[WIP][3/N]/dtensor] allow distribute_tensor to shard DTensor by XilunWu · Pull Request #130551 · pytorch/pytorch

XilunWu · 2024-07-11T17:08:23Z

Stack from ghstack (oldest at bottom):

-> [WIP][3/N]/dtensor] allow distribute_tensor to shard DTensor #130551
[FSDP][dtensor] use _StridedShard to represent nested sharding for correct full_tensor() result #130760
[2/N][dtensor] Strided Sharding shard_to_replicate #130239
[1/N][dtensor] introduce StridedShard placement type and _split_tensor() logic #126697
[dtensor] have DTensorSpec report how many shards on each tensor dimension #130587

cc @H-Huang @awgu @kwen2501 @wanchaol @fegin @fduwjj @wz337 @wconstab @d4l3k @c-p-i-o

[ghstack-poisoned]

pytorch-bot · 2024-07-11T17:08:26Z

🔗 Helpful Links

🧪 See artifacts and rendered test results at hud.pytorch.org/pr/130551

📄 Preview Python docs built from this PR
📄 Preview C++ docs built from this PR
❓ Need help or want to give feedback on the CI? Visit the bot commands wiki or our office hours

Note: Links to docs will display an error until the docs builds have been completed.

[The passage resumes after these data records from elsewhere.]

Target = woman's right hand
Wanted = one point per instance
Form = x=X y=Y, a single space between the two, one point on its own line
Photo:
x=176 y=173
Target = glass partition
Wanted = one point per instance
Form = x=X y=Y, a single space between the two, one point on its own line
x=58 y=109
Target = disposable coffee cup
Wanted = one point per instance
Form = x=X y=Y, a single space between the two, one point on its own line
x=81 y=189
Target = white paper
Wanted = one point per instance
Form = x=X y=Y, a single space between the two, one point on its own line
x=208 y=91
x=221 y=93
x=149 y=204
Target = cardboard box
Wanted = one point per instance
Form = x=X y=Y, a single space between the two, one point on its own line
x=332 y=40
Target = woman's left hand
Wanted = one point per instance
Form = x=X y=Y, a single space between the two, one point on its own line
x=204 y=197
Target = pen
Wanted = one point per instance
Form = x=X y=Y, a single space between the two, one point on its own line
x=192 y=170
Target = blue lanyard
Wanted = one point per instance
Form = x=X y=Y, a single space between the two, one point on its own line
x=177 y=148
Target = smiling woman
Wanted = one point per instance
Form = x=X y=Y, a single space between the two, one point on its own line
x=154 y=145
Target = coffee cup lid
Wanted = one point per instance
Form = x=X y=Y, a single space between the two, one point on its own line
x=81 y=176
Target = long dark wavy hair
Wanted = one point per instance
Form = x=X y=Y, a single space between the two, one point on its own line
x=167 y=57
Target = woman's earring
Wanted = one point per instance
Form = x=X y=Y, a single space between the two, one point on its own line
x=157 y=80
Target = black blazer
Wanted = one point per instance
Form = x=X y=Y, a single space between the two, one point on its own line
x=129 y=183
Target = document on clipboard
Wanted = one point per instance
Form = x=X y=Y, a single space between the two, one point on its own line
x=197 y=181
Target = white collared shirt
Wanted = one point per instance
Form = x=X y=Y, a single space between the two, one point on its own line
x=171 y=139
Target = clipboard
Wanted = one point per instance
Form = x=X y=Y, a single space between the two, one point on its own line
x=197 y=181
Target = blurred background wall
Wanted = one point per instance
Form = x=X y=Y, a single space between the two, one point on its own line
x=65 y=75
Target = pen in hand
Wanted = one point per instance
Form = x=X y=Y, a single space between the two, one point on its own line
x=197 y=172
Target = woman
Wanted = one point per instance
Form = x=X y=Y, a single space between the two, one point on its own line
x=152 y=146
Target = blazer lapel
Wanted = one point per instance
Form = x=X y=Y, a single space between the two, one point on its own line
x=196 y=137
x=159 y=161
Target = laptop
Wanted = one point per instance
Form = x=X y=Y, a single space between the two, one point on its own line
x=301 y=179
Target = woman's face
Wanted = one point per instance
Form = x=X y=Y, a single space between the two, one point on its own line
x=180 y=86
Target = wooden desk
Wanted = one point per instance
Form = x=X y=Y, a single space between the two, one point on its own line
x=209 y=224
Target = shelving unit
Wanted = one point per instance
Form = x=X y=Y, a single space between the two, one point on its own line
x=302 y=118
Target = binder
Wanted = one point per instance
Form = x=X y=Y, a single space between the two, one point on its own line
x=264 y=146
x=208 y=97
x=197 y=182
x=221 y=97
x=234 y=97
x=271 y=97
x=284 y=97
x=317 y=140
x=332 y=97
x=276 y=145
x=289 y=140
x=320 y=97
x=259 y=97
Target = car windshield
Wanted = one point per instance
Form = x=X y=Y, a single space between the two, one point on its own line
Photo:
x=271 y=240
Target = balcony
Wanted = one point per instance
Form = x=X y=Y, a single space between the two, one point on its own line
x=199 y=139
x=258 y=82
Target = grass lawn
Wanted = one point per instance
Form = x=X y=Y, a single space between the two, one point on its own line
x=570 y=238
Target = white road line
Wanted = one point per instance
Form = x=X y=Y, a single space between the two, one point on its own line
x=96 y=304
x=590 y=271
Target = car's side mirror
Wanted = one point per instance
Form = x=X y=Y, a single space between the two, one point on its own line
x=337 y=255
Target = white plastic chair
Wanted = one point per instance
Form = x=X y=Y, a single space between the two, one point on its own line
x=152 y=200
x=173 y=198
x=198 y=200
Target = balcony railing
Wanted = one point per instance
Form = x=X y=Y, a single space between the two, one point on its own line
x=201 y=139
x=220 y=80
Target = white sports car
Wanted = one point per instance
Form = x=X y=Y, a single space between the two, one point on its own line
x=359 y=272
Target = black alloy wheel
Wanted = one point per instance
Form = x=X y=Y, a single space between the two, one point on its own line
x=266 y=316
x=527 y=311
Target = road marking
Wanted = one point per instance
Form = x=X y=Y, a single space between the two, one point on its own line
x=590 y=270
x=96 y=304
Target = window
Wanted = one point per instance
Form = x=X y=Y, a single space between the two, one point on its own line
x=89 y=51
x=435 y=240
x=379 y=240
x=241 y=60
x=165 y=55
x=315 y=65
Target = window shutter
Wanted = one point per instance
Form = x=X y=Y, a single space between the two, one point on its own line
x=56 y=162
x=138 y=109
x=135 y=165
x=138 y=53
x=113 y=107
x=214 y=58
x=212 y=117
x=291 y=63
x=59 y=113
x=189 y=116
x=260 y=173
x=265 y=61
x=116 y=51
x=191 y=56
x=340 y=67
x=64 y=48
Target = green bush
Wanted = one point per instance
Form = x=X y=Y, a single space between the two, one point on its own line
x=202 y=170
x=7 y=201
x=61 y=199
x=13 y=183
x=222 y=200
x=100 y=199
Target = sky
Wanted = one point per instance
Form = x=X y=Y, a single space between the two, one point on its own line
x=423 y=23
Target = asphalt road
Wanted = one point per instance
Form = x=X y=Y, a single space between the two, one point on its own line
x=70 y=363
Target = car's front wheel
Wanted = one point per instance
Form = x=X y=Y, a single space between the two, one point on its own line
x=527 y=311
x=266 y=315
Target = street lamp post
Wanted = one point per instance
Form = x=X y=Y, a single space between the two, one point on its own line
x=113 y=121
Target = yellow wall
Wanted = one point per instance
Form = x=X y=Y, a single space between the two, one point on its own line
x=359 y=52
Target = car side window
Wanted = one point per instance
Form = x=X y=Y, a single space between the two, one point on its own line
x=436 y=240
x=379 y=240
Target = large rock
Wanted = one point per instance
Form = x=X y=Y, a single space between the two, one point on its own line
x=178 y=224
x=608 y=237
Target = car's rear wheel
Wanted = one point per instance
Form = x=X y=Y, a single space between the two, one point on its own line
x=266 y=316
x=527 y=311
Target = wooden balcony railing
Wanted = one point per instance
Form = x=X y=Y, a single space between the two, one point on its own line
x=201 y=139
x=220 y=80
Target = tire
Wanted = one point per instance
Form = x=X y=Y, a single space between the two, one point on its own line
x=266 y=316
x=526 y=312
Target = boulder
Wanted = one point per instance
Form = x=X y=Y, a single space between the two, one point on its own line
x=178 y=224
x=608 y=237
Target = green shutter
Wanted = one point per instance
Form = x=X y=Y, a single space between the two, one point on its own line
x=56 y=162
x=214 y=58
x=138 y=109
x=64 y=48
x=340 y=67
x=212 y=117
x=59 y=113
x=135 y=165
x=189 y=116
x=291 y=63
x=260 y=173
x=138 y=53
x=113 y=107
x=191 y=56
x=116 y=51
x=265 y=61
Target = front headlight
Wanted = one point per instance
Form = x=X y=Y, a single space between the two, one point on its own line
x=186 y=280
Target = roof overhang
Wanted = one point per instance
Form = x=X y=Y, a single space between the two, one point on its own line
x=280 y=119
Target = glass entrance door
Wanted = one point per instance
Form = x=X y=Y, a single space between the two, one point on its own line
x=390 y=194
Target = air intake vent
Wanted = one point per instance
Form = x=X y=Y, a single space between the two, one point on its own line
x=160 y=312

❌ 5 New Failures, 1 Cancelled Job, 1 Unrelated Failure

As of commit 2711050 with merge base dc7725c ():

NEW FAILURES - The following jobs have failed:

inductor / cuda12.1-py3.10-gcc9-sm86 / test (inductor_distributed, 1, 1, linux.g5.12xlarge.nvidia.gpu) (gh)
distributed/_composable/fsdp/test_fully_shard_training.py::TestFullyShard2DTraining::test_train_parity_2d_mlp
Lint / lintrunner-noclang / linux-job (gh)
>>> Lint for torch/distributed/_tensor/placement_types.py:
pull / linux-focal-cuda11.8-py3.10-gcc9 / test (distributed, 2, 3, linux.8xlarge.nvidia.gpu) (gh)
distributed/_tensor/test_redistribute.py::RedistributeTest::test_strided_shard_to_replicate_forward_backward
pull / linux-focal-cuda11.8-py3.10-gcc9 / test (distributed, 3, 3, linux.8xlarge.nvidia.gpu) (gh)
distributed/_composable/fsdp/test_fully_shard_training.py::TestFullyShard2DTraining::test_tp_with_fsdp_offloading
pull / linux-jammy-py3.8-gcc11 / test (distributed, 2, 2, linux.2xlarge) (gh)
distributed/_tensor/test_redistribute.py::RedistributeTest::test_strided_shard_to_replicate_forward_backward

CANCELLED JOB - The following job was cancelled. Please retry:

pull / linux-focal-py3.8-clang10-onnx / test (default, 1, 2, linux.2xlarge) (gh)
##[error]The operation was canceled.

FLAKY - The following job failed but was likely due to flakiness present on trunk:

pull / linux-focal-cuda12.1-py3.10-gcc9-sm86 / test (default, 5, 5, linux.g5.4xlarge.nvidia.gpu) (gh) (similar failure)
inductor/test_cudagraph_trees.py::CudaGraphTreeTests::test_fallback_to_eager_if_recompiling_too_many_times

This comment was automatically generated by Dr. CI and updates every 15 minutes.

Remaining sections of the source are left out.